Die Offenlegung fällt mit einer Analyse der E-Mail-Bedrohungslage von Januar bis März 2026 zusammen. Demnach war QR-Code-Phishing der am schnellsten wachsende Angriffsweg, während sich CAPTCHA-gestütztes Phishing über verschiedene Payload-Typen hinweg rasch weiterentwickelte. Insgesamt registrierte Microsoft rund 8,3 Milliarden E-Mail-basierte Phishing-Bedrohungen. Knapp 80 Prozent davon waren linkbasiert, wobei große HTML- und ZIP-Dateien einen erheblichen Teil der verteilten schädlichen Payloads ausmachten. Ziel der meisten Angriffe war der Diebstahl von Zugangsdaten; der Anteil der Malware-Verbreitung sank bis Quartalsende auf nur noch 5 bis 6 Prozent.

Beim QR-Code-Phishing stieg das Volumen von 7,6 Millionen im Januar auf 18,7 Millionen im März — ein Anstieg um 146 Prozent. Gegen Ende März beobachtete Microsoft erstmals QR-Codes, die direkt in den Mail-Text eingebettet waren. Betrug per Business E-Mail Compromise (BEC) schwankte stärker und überschritt im März 2026 mit über 4 Millionen Angriffen den Wert von mehr als 3,5 Millionen im Januar; insgesamt wurden 10,7 Millionen BEC-Angriffe erfasst.

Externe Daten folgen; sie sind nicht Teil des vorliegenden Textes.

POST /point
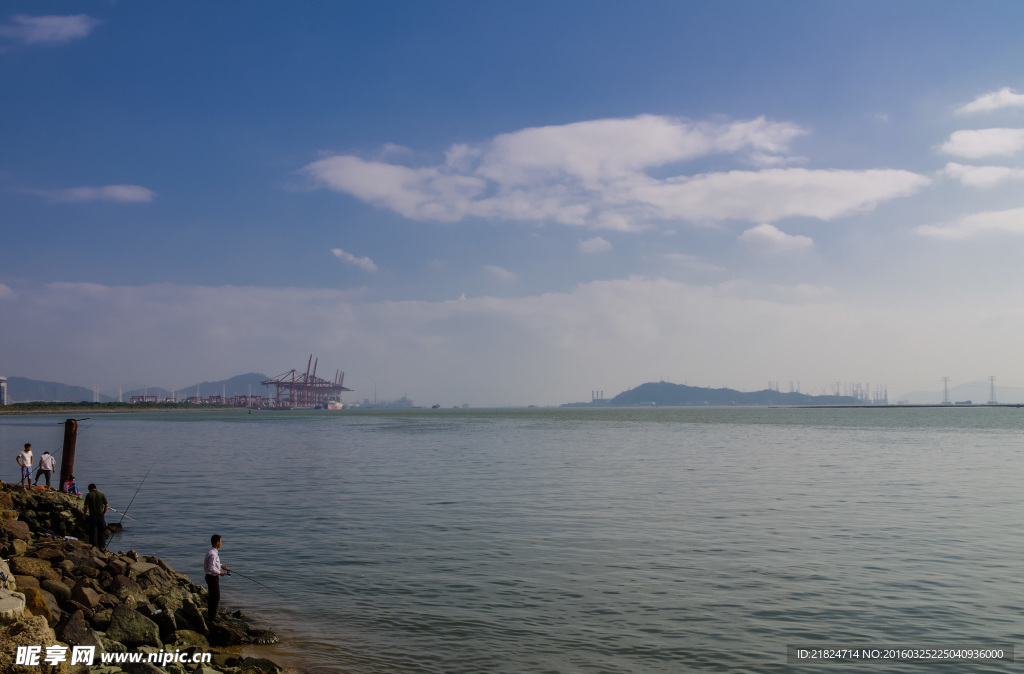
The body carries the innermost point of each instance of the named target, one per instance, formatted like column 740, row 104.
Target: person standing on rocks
column 25, row 460
column 95, row 508
column 46, row 465
column 214, row 570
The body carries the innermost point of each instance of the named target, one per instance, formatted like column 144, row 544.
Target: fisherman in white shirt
column 46, row 465
column 214, row 570
column 25, row 460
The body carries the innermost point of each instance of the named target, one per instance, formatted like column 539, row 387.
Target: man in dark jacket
column 95, row 508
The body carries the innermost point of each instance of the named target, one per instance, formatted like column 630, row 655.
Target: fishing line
column 235, row 573
column 125, row 513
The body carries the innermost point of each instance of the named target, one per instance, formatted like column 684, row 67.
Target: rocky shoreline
column 55, row 590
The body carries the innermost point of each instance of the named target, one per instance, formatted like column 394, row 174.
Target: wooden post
column 68, row 458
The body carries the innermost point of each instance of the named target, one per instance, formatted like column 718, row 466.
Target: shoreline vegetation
column 57, row 590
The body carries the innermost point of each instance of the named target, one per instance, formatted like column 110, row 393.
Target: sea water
column 613, row 540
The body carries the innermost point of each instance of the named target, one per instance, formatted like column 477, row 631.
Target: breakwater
column 56, row 590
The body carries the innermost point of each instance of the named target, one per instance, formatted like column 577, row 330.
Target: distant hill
column 666, row 393
column 235, row 386
column 23, row 389
column 976, row 391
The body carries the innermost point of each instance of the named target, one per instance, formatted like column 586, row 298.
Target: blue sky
column 512, row 203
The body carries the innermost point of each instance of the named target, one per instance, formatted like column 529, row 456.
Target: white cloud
column 774, row 194
column 48, row 30
column 975, row 143
column 595, row 245
column 596, row 174
column 692, row 262
column 501, row 274
column 361, row 262
column 767, row 239
column 993, row 100
column 982, row 176
column 125, row 194
column 977, row 224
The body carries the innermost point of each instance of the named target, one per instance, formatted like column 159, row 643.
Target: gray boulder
column 133, row 629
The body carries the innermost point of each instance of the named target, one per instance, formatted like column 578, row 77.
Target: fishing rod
column 125, row 513
column 230, row 573
column 118, row 529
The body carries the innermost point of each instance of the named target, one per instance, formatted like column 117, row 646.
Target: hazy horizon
column 513, row 204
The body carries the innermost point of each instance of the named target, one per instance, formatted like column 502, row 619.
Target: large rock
column 188, row 616
column 26, row 581
column 15, row 547
column 123, row 587
column 30, row 632
column 11, row 606
column 16, row 530
column 73, row 629
column 187, row 638
column 35, row 567
column 139, row 567
column 172, row 599
column 59, row 591
column 133, row 629
column 85, row 595
column 36, row 603
column 6, row 577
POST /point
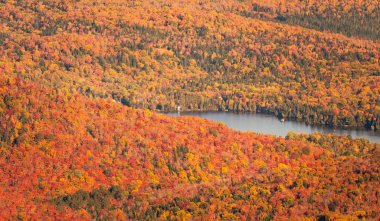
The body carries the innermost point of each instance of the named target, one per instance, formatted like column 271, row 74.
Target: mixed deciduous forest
column 81, row 82
column 204, row 55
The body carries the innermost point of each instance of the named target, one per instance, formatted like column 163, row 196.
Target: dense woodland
column 69, row 157
column 202, row 55
column 73, row 146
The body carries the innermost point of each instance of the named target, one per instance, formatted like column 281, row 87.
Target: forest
column 68, row 157
column 158, row 55
column 83, row 85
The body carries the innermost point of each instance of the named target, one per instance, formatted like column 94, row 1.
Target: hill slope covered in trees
column 70, row 157
column 198, row 54
column 73, row 146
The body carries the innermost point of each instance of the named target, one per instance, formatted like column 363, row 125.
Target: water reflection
column 267, row 124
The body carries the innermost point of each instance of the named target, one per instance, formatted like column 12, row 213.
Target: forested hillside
column 69, row 157
column 200, row 55
column 73, row 146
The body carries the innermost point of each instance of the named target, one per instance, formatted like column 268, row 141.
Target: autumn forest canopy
column 81, row 83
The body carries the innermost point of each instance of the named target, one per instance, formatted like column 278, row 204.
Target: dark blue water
column 267, row 124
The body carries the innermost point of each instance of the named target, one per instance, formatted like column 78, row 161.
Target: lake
column 268, row 124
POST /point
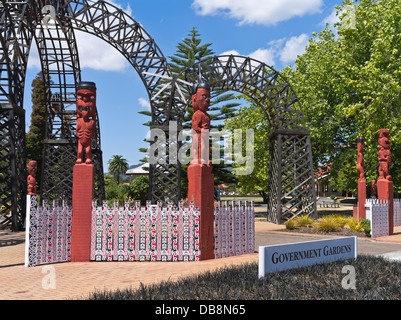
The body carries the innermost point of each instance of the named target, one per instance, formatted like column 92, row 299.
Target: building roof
column 139, row 171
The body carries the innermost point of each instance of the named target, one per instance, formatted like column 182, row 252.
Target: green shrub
column 343, row 220
column 366, row 227
column 303, row 221
column 327, row 224
column 290, row 224
column 354, row 225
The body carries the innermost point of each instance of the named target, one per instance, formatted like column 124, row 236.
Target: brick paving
column 77, row 280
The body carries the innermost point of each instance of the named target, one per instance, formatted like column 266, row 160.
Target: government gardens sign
column 296, row 255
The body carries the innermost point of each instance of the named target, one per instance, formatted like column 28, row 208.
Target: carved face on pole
column 86, row 102
column 202, row 99
column 32, row 167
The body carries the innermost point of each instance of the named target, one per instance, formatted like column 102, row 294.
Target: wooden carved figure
column 360, row 164
column 201, row 124
column 384, row 154
column 86, row 125
column 32, row 168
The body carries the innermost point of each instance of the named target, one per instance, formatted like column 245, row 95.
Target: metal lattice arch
column 52, row 24
column 291, row 186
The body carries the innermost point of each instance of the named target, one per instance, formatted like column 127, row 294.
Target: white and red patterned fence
column 234, row 229
column 151, row 233
column 377, row 213
column 48, row 232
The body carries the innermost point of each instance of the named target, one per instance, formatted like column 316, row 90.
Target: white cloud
column 294, row 47
column 331, row 19
column 286, row 50
column 95, row 53
column 264, row 12
column 264, row 55
column 144, row 103
column 230, row 52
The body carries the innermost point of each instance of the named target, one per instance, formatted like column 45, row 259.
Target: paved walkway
column 77, row 280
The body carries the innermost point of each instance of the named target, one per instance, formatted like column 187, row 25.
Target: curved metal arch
column 291, row 180
column 256, row 80
column 59, row 58
column 120, row 30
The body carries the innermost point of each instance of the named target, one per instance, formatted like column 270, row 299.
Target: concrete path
column 77, row 280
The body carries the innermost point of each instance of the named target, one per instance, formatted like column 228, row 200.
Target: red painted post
column 384, row 182
column 361, row 181
column 200, row 190
column 82, row 196
column 83, row 185
column 200, row 177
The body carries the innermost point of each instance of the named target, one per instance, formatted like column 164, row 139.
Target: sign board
column 301, row 254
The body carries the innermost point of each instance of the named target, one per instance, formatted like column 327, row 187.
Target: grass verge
column 376, row 279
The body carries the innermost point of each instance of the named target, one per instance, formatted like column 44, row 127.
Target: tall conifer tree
column 37, row 129
column 190, row 51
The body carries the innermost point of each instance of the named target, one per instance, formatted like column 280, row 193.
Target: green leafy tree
column 139, row 188
column 37, row 129
column 349, row 86
column 118, row 166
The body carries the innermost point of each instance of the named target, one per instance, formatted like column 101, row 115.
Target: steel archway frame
column 105, row 21
column 291, row 186
column 19, row 21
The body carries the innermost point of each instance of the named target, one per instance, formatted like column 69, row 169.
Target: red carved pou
column 201, row 124
column 360, row 163
column 86, row 125
column 384, row 154
column 32, row 168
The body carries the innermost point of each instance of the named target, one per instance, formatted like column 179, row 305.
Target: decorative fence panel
column 397, row 212
column 377, row 213
column 234, row 229
column 48, row 232
column 151, row 233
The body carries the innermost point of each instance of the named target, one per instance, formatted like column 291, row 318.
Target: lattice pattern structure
column 291, row 181
column 151, row 233
column 113, row 25
column 23, row 20
column 17, row 23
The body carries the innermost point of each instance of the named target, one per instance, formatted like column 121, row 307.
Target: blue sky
column 272, row 31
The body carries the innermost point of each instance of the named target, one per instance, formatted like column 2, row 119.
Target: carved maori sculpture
column 360, row 163
column 201, row 124
column 384, row 154
column 32, row 168
column 86, row 125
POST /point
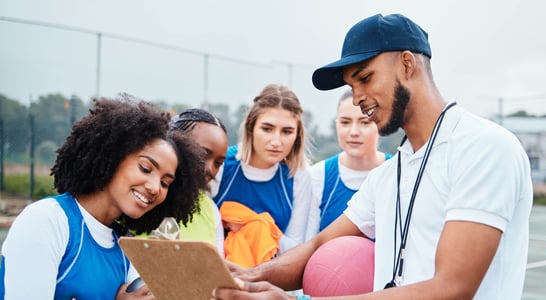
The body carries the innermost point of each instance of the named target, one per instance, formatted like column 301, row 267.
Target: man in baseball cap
column 449, row 212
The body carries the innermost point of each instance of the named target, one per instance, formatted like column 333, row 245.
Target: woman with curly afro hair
column 120, row 168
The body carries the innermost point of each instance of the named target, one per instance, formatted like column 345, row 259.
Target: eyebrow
column 359, row 69
column 272, row 125
column 154, row 162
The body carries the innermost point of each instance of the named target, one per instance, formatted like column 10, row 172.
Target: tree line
column 42, row 126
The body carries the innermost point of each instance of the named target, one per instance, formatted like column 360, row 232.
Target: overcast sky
column 481, row 50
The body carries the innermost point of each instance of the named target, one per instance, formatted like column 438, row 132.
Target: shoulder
column 474, row 131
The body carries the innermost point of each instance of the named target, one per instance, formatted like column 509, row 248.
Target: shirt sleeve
column 33, row 250
column 297, row 226
column 494, row 171
column 317, row 187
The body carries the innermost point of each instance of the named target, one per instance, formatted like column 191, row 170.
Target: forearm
column 286, row 270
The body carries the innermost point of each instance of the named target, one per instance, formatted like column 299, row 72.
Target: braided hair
column 186, row 120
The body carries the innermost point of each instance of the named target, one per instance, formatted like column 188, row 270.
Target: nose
column 276, row 138
column 153, row 186
column 358, row 97
column 355, row 130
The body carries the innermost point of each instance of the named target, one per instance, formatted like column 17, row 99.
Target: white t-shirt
column 478, row 172
column 297, row 226
column 46, row 222
column 351, row 178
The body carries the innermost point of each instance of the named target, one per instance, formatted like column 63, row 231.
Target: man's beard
column 401, row 100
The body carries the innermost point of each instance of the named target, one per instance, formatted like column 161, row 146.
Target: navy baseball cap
column 368, row 38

Microsoft zufolge versuchten die Betreiber der Phishing-as-a-Service-Plattform Tycoon 2FA nach einer koordinierten Störaktion im März 2026, ihre Hosting-Anbieter und Muster der Domain-Registrierung zu wechseln. Gegen Ende März habe sich Tycoon 2FA von Cloudflare als Hosting-Dienst abgewandt und hoste die meisten Domains nun über verschiedene Alternativplattformen — ein Hinweis darauf, dass die Gruppe Ersatzdienste mit vergleichbarem Schutz gegen Analyse suche. Während die meisten Phishing-Endpunkte einer Kampagne mit Tycoon 2FA verknüpft waren, ließ sich weitere Aktivität auf die Infrastruktur von Kratos (vormals Sneaky 2FA) und EvilTokens zurückführen.

Bereits in einem Bericht im Februar hatte Palo Alto Networks Unit 42 beschrieben, wie Angreifer QR-Codes als URL-Verkürzer missbrauchen, um schädliche Ziele zu verschleiern, Zugangsdaten über In-App-Deep-Links zu stehlen und durch direkte Downloads schädlicher Apps die Sicherheitsprüfungen der App-Stores zu umgehen.

Parallel dazu treten Phishing- und BEC-Kampagnen auf, die Amazon Simple Email Service (SES) als Zustellweg missbrauchen, um SPF-, DKIM- und DMARC-Prüfungen zu umgehen und über gefälschte Anmeldeseiten Zugangsdaten zu stehlen. Der Zugang zu Amazon SES erfolgt dabei häufig über geleakte AWS-Zugangsschlüssel. Das Tückische an diesen Angriffen liege laut Kaspersky darin, dass die Angreifer keine verdächtigen Domains nutzten, sondern eine Infrastruktur, der Nutzer wie Sicherheitssysteme vertrauten. Über gekaperte Zugangsschlüssel könnten sie Tausende von Phishing-Mails versenden, die die E-Mail-Authentifizierung bestehen, von kaum gesperrten IP-Adressen stammen und auf täuschend echt wirkende Phishing-Formulare verweisen.